One mother who was on the field trip to the Bastrop Zoo with her 4-year-old son spoke to KVUE. She drove separately, and wasn’t on the bus when the accident happened.
“We got to the field trip, all the kids had a freakin’ awesome time,” she said. “They’re full of, you know, life and happy.”
But she says things took a drastic turn when she didn’t receive the normal text that would notify her when her son’s bus made it back to the school.
Once she saw reports that a bus traveling westbound on SH 21 had been struck and rolled over, her heart immediately sunk.
“I knew it was their bus because it was the way that they were coming back,” she said. “I completely lost it.”
She then got a call from the school that the bus had been in an accident and they needed all the parents to come there. She remembers asking if her son was okay, before being told that they didn’t yet know.
“All I was thinking was just him flying around the bus because the bus didn’t have seat belts,” she said.
RELATED: ‘I am heartbroken’ | Hays CISD superintendent, others react to deadly Texas school bus crash
After what she said felt like an eternity of waiting, while the other parents were scrolling the news and seeing updates of a child and adult who had died, the parents were finally told where their kids were.
This mother’s son was rescued from a neighbor who lives across the street from the crash site.
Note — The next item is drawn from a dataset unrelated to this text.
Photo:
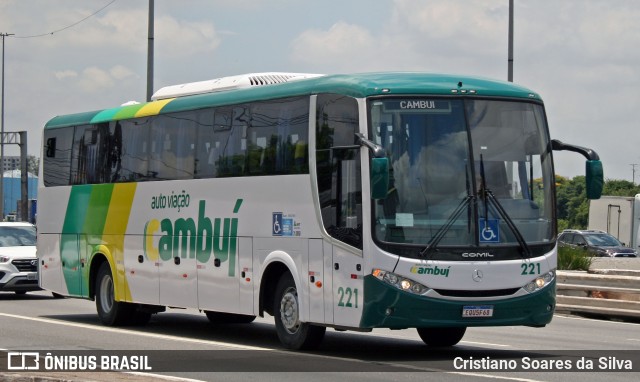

The man was using every towel and shirt in his house to rescue the kids.
“He’s a hero and selfless,” she said. “Literally took the shirt off his own back to help these children during … probably the most scary time of their lives.”
Her son is still recovering from a few physical injuries, but she says the mental trauma will last much longer.
“I don’t know what he saw,” she said. “When I got him, he was … he was not himself.”
She said talking to him after the accident, one thing he told her is that he saw a “dead teacher.” (Note – A teacher was not reported to be killed, only the man in the Dodge Charger who crashed into the back of the bus. The mother thinks her son could be referring to a teacher who may have been unconscious.)
Both of her young children never want to ride a bus again. Her daughter was crying about going on an upcoming field trip.
While she’s grateful her son was able to make it out alive, her heart breaks for the mother whose son was killed.
“I just feel horrible that she lost her baby and didn’t get to bring him home,” she said. “I got to bring my son home. It’s a guilt feeling too.”
Sunday, she and some other community members set up a roadside memorial to honor the lives lost at the site of the crash.
“We wanted to start something so that these people could be commemorated and just know that people are thinking of them and with them,” said Celia Oosterhuis, a community member and teacher at Tom Green Elementary.
They also brought a stack of towels and supplies to replace what the neighbor graciously gave while rescuing all of the children.
“As a mother, I would hope so deeply that someone would do that for my child and I would do it for his,” Oosterhuis said.
In addition to the stuffed animals, two angels and candles on the memorial, the neighbor plans to make two wooden crosses to place there.
Along with honoring the lives, these community members hope the memorial will be a sign to people speeding down SH 21.
“I hope people know it’s a child, and that’s very powerful,” Oosterhuis said.